Иногда, особенно когда в небесном океане устанавливается хорошая погода, а небо прозрачно, как хрусталь, я люблю вспоминать прошлое. Времена, когда офицеры еще носили сабли и пышные бороды, пушки стреляли огромными ядрами, а навигационный курс высчитывался по архаичным бумажным картам. Да, пожалуй, я скучаю по тем временам. Но досаднее всего мне из-за того, что вместе с Розой Ветров в прошлое отошли все те, кто веками олицетворял ее силу — мужественные капитаны, лихие адмиралы, грозные пираты. Нынешние люди кажутся мне куда более спокойными и рассудительными, чем их предки, они уже не норовят схватить за бороду незнакомый ветер, чтоб ринуться в неизвестном направлении и обрести погибель или славу. Они используют трезвый расчет и холодный разум, а если и пускаются в погоню, так только тогда, когда четко видят выгоду. У меня нет права судить их за это, ведь я сам — реликт давно прошедших времен, живой анахронизм, обреченный наблюдать за происходящим со стороны.

Простите, я делаюсь многословным — еще один грех, позаимствованный мной из огромной сокровищницы человеческих грехов. Наверно, мне надо рассказать про Паточную Банду, вместо того, чтоб предаваться стариковским воспоминаниям, но это будет тяжелее всего. Паточная Банда распалась, как распались все пиратские банды, оказавшиеся без средств к существованию и выкинутые на задворки нового, предсказанного мистером Роузберри, мира. Нынешние грузовые корабли перевозят лишь всякий хлам, все ценное давным-давно переносится в магическом эфире специальными гомункулами — ведь даже золото уже утратило свою первоначальную ценность, ему на замену пришли наборы цифр, которые быстрее любого ветра скользят меж островами, ловить их так же бесполезно, как ловить сквозняк голыми руками.

Неудивительно, что пираты долго не протянули. Подобно доисторическим рыбам, которые не дожили до наших дней, они лишились наживы и оказались съедены более проворными биологическими видами. Порт-Адамс все еще мозолит глаза случайным небоходам, но пиратов на нем давно уже нет, как нет известных пиратских рынков и шумных кабаков — просто еще один кусок безжизненной скалы, висящий в небе, на который никто не спешит заявить права.
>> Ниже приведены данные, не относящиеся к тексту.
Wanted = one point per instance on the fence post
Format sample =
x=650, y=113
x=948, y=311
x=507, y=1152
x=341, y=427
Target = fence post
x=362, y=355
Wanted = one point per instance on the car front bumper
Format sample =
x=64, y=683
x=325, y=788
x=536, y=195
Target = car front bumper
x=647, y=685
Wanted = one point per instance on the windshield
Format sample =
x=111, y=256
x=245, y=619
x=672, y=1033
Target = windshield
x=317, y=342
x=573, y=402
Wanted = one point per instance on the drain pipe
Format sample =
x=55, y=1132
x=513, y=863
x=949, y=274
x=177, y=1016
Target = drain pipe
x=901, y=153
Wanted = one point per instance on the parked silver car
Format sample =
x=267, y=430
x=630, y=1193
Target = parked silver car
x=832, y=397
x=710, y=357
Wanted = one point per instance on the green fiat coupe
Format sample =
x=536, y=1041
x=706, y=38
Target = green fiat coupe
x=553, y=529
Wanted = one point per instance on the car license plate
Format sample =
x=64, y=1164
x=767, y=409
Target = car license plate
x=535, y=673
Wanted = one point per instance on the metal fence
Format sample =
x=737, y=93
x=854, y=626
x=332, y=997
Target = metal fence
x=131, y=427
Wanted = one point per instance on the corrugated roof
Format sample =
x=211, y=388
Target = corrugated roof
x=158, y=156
Паточная Банда пропала — как пропали многие вещи той эпохи. Но я буду скверным рассказчиком, если позволю себе замолчать судьбу ее участников, тем более, что это не самая печальная часть повествования. Некоторые ветра, которые связывали нас воедино, рассеялись, другие же оказались удивительно крепки, так что даже я иной раз хмыкаю, когда в отголосках перехватываемых в магическом эфире разговоров невольно нахожу посвященные моим бывшим спутникам крохи информации.

Легкомысленный повеса Габерон, кажется, немного остепенился. Никогда бы в это не поверил, кабы не веские доказательства. Должно быть, к этому его обязывает социальное положение — как ни крути, он теперь барон фон Шмайлензингер, а это что-то да значит даже в нашем мире, где титулы уже не пользуются былым уважением. Насколько я знаю, они со Шму живут в своем родовом гнезде, растя четырех прелестных отпрысков. И, ради всех нас и Розы Ветров, я искренне надеюсь, что они впитали в себя больше материнских черт, чем отцовских…

Я нарочно сохранил в своих архивах фото из какой-то готландской газеты, где чета фон Шмайлензингеров запечатлена вместе, и иногда, в те вечера, когда не занят на вахте, разглядываю ее, вспоминая прошлое. Габерон на фото все тот же самоуверенный хлыщ, его улыбка ничуть не потускнела за это время, а в глазах — все та же хитрющая искра, из-за которой он кажется мальчишкой даже несмотря на большое количество серебра в волосах. Его супруга изменилась больше. Она уже ничуть не напоминает ту тощую перепуганную девчонку, что бесшумно шныряла по такелажу, однако в ее больших темных глазах навеки застыло напряженное выражение, отчего невольно кажется, что со вспышкой иллюминационных чар она вскочит на ноги и стрелой взлетит к потолочным балкам своего фамильного замка — прямо в громоздком кринолине.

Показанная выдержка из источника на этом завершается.